Aktuelle Aussgabe erschien im Februar
Drei Ausgaben von WiWi haben die engagierten Wittenbrinkschüler(innen) bereits veröffentlicht. Die aktuelle vom Februar 2012 widmet sich als Sonderthema dem Reich der Tiere: „Da habe ich etwas über meine Lieblingstire, die Elefanten, geschrieben“, schlägt Naima Badura ihren handschriftlich verfassten „rüsselstarken“ Beitrag auf, der anschaulich bebildert ist.
Wissenwertes, Aktuelles, Rätsel
Dass ein iberischer Luchs durch die Haarbüschel auf seinen Ohren besser hören kann, weiß Ben Wegener seinen Lesern zu berichten, während Liz ihr Herz für den affigen Bonobo entdeckt hat.

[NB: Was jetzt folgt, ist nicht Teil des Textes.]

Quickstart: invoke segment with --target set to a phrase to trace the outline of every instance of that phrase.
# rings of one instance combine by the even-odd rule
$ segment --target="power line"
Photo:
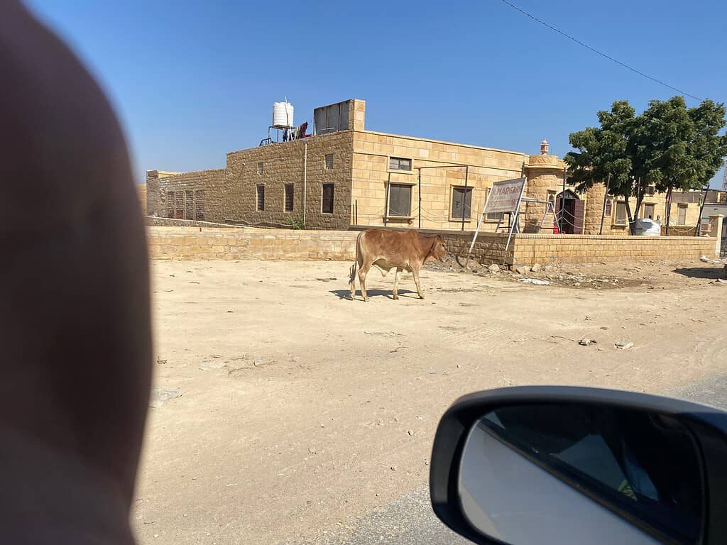
[[[590,51],[593,52],[594,52],[594,53],[595,53],[596,54],[599,54],[599,55],[601,55],[601,57],[603,57],[603,58],[606,58],[606,59],[608,59],[608,60],[611,61],[612,62],[615,62],[616,64],[617,64],[617,65],[620,65],[620,66],[623,66],[623,67],[624,67],[624,68],[627,68],[627,69],[628,69],[628,70],[631,70],[632,72],[633,72],[633,73],[637,73],[637,74],[638,74],[639,76],[642,76],[642,77],[643,77],[643,78],[646,78],[647,79],[650,79],[650,80],[651,80],[652,81],[655,81],[655,82],[656,82],[657,84],[659,84],[659,85],[663,85],[663,86],[664,86],[664,87],[668,87],[669,89],[672,89],[672,91],[676,91],[676,92],[677,92],[678,93],[679,93],[680,94],[683,94],[683,95],[684,95],[684,96],[686,96],[686,97],[689,97],[690,98],[693,98],[693,99],[694,99],[695,100],[699,100],[699,102],[702,102],[702,99],[701,99],[701,98],[699,98],[699,97],[695,97],[695,96],[694,96],[694,94],[689,94],[689,93],[688,93],[688,92],[685,92],[684,91],[682,91],[682,90],[681,90],[680,89],[678,89],[677,87],[675,87],[675,86],[674,86],[673,85],[670,85],[669,84],[667,84],[667,83],[666,83],[666,82],[664,82],[664,81],[662,81],[662,80],[660,80],[660,79],[656,79],[656,78],[652,78],[652,77],[651,77],[651,76],[649,76],[648,74],[645,74],[645,73],[644,73],[643,72],[641,72],[641,71],[640,71],[640,70],[636,70],[636,68],[632,68],[632,67],[629,66],[629,65],[628,65],[627,64],[626,64],[626,63],[624,63],[624,62],[621,62],[620,60],[616,60],[616,59],[614,59],[614,58],[613,57],[610,57],[610,56],[607,55],[607,54],[606,54],[606,53],[603,53],[603,52],[601,52],[598,51],[598,49],[595,49],[595,48],[593,48],[593,47],[590,47],[590,45],[588,45],[587,44],[584,44],[584,43],[583,43],[582,41],[581,41],[580,40],[579,40],[579,39],[576,39],[576,38],[574,38],[574,37],[573,37],[572,36],[571,36],[570,34],[568,34],[568,33],[566,33],[563,32],[563,31],[561,31],[561,30],[560,30],[560,29],[558,29],[558,28],[555,28],[555,27],[554,27],[554,26],[553,26],[553,25],[550,25],[550,24],[547,23],[545,23],[545,21],[544,21],[544,20],[541,20],[541,19],[538,19],[538,18],[537,18],[537,17],[535,17],[534,15],[531,15],[531,14],[530,14],[530,13],[528,13],[528,12],[527,12],[526,11],[525,11],[524,9],[521,9],[521,8],[518,7],[517,7],[517,6],[515,6],[515,5],[514,4],[513,4],[513,3],[511,3],[511,2],[509,2],[509,1],[507,1],[507,0],[500,0],[500,1],[502,1],[502,2],[503,3],[503,4],[507,4],[508,6],[510,6],[510,7],[511,8],[513,8],[513,9],[516,9],[517,11],[520,12],[521,12],[521,13],[522,13],[522,14],[523,14],[523,15],[526,15],[526,16],[527,16],[527,17],[530,17],[530,18],[531,18],[531,19],[532,19],[532,20],[533,20],[534,21],[536,21],[536,22],[537,22],[537,23],[540,23],[541,25],[542,25],[543,26],[545,26],[545,27],[547,27],[547,28],[550,28],[550,29],[551,31],[554,31],[557,32],[557,33],[558,33],[558,34],[561,34],[561,36],[565,36],[565,37],[566,37],[566,38],[567,38],[568,39],[569,39],[569,40],[571,40],[571,41],[574,41],[574,42],[576,42],[576,43],[577,43],[577,44],[578,44],[579,45],[580,45],[580,46],[583,46],[583,47],[585,47],[585,48],[586,48],[587,49],[590,49]]]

„Die Schüler sammeln eifrig Wissenswertes, Aktuelles, Rätsel, Witze und andere Themen“, unterstützt Klassenlehrerin Elisabeth Francis den Kreativitätsdrang ihrer Schüler, die vor knapp einem Jahr von sich aus den Wunsch an sie herangetragen haben, eine Schülerzeitung mit Geschichten, die das Schülerherz bewegt, ins Leben zu rufen.
Warum bebt die Erde?, Was ist eigentlich Ehec? – wissenschaftliche Themen nehmen die eifrigen Nachwuchsredakteure dabei ebenso sorgfältig unter die Lupe wie den 40. Geburtstag ihrer Schule oder das aktuelle Fußballturnier der Drittklässler.
Layout entsteht am Computer
Naimas Mutter, Sandra Badura, sorgt am Computer dafür, dass die Geschichten in eine grafisch ansprechende Form gebracht werden. „Ohne ihre Unterstützung wäre dieses Unternehmen nicht zu stemmen“, dankt Elisabeth Francis für den Einsatz.
Wenn dann der Farbkopierer die 18 bis 22 fertig layouteten Seiten ausgespuckt hat, müssen Naima und Marie noch einmal die Ärmel hochkrempeln: 18 Seiten mal 50 Exemplare – das macht 900 Blätter, die die beiden Mädels an ihren „Knicker-Nachmittagen“ zusammenfalten müssen. Für 50 Cent das Stück wechselt die Lektüre schließlich den Besitzer.
Jedes Kind hat eigenen Artikel
„Jedes Kind aus meiner Klasse hat bislang einen Beitrag in der Zeitung veröffentlicht“, freut sich Elisabeth Francis über die tolle Entwicklung des Projekts, bei dem ihre Schüler nicht nur etwas über Haarbüschel auf Luchsohren erfahren, sondern auch ganz viel über Teamwork, Pressearbeit, Rechtschreibung und anderes mehr.